I owe thanks to friends and colleagues on the other side of the Atlantic. Jacques Girault and Annie Fourcaut were both welcoming and willing to share with me their work on the history of Bobigny and the suburbs of Paris. I would like to acknowledge the important assistance I received from the staffs of the Bobigny Municipal Archives, above all Colette Portillon; the Archives de la Seine; the Archives of the Department of the Seine—Saint-Denis; the Archives of the Prefecture of Police; the Archives Nationales; and the Bibliothèque Nationale. My good friends Jean and Melvin McNair, Jim Cohen, Michael Liebman, Paula May, Elisabeth Altschull, and François Gaudu did all they could to make my stays in Paris both profitable and enjoyable.

Thanks for technical assistance in preparing this book are due to David Smith, Carol Seiden, and the staff of the Alcohol Research Group in Berkeley, and to Dan Wenger of the University of California, Santa Cruz. Yvonne Holsinger of Ohio State prepared the maps. Thanks also to the Journal of Social History and the Journal of Contemporary History for allowing me to include material from previously published articles.

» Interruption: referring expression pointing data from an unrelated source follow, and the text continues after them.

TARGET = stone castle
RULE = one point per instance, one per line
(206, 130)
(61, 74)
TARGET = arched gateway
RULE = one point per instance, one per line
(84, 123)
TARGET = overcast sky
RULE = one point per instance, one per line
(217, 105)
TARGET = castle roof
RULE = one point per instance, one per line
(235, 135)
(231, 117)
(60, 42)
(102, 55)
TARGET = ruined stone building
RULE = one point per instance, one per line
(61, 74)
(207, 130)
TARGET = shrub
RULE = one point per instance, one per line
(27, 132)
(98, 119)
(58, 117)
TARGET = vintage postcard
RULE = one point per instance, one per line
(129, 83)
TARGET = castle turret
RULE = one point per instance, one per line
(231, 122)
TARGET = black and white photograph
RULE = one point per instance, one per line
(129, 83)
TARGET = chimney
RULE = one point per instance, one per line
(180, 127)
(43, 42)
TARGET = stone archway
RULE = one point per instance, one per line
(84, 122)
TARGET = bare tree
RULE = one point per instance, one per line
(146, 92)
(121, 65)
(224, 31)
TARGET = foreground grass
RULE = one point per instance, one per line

Three people in particular deserve special mention and acknowledgment for their contributions to this book. My wife, Denise Herd, provided not only much needed emotional support but also new ways of looking at old intellectual problems. In spite of the pressing demands of her career, she has always been ready to lend a sympathetic yet critical ear. Susanna Barrows served as my mentor during my postdoctoral fellowship at Berkeley, but her real contribution exceeded that official role. Susanna read two drafts of this manuscript and gave me endless good advice, the insights and inspiration of a brilliant intellect, great food, and constant encouragement.

Finally and most important, I owe a profound intellectual debt to my mentor, friend, and graduate advisor, the late Professor Harvey Goldberg at the University of Wisconsin at Madison. Harvey suggested that I write about Bobigny and saw the dissertation through completion, but I owe him much more than that. Harvey Goldberg was a paragon who combined first-rate scholarship, an unexcelled ability to make history come alive in the classroom, and a passionate, adamant commitment to the struggle for social justice that inspired me. He helped make Madison a special place and set me an example I shall never forget. I miss Harvey, I cherish his memory, and it is to him that I dedicate this book.